El paralelo nos trae hasta aquí. No podemos predecir guerras ni violencia. Las sucesoras aceptaron, de lleno, el gasto de César y lo harán propio. Si caminamos, brevemente, por un camino compartido, ahora nos distanciamos a una historia propia.
Lo que espero sobreviva es el recuerdo de ese Pompeyo atado por las circunstancias. Que, sea cual sea el destino de México, se prevea aquel escenario de presión. Ahora, en campaña, es sencillo prometer el gasto; otra cosa será cumplirlo con la reforma fiscal que tanto necesitará la nación. Pienso, para bien, tomaremos un nuevo sendero, pero el otro—el de los romanos—no estará lejos. Cuando llegue el primero de octubre y entre una nueva presidenta, estará en el puesto de Pompeyo mientras perdura, entre los ciudadanos, el recuerdo de César. De retractarse en las promesas, también lo hará el camino por el que andamos y causaremos ese mismo descontento del que temía el militar romano.

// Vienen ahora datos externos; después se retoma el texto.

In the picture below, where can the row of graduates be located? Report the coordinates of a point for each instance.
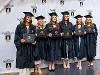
(55, 41)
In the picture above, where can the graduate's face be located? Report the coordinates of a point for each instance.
(54, 18)
(89, 20)
(28, 19)
(66, 17)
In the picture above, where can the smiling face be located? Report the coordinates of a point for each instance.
(28, 19)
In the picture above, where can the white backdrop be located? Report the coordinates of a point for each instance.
(9, 22)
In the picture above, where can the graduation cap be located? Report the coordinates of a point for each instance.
(78, 16)
(65, 13)
(53, 14)
(40, 17)
(28, 14)
(88, 16)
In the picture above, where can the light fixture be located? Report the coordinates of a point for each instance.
(34, 9)
(8, 8)
(81, 2)
(72, 12)
(44, 1)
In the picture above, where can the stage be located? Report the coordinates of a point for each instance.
(94, 70)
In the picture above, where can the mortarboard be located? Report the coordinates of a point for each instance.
(65, 13)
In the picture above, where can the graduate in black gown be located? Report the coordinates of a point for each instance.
(91, 39)
(25, 50)
(79, 41)
(41, 42)
(53, 32)
(67, 41)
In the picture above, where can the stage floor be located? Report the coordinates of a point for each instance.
(94, 70)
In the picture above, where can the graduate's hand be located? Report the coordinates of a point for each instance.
(34, 43)
(50, 34)
(61, 34)
(22, 40)
(94, 30)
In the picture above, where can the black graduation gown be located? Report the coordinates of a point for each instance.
(91, 40)
(67, 42)
(25, 52)
(41, 44)
(79, 42)
(54, 44)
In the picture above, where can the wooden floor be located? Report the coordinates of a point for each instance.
(94, 70)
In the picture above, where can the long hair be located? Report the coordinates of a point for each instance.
(88, 23)
(24, 22)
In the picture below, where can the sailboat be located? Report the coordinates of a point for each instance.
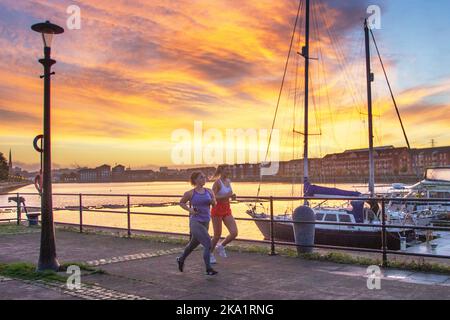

Vendrán acciones erradas y, quizá, otras formas de desgracia.
El pasado, como ya he dicho, nos enseña demasiado. Nos hemos librado, de momento, de sus presiones. Esperemos que no abunden los cambios que nos lleven a las mismas decisiones que Pompeyo.
Está ahí el gasto al que se ha acostumbrado México; la herencia de César. Le toca a sus Pompeyos administrarla sin caer en complicados enredos y recordar, del pasado, los ecos.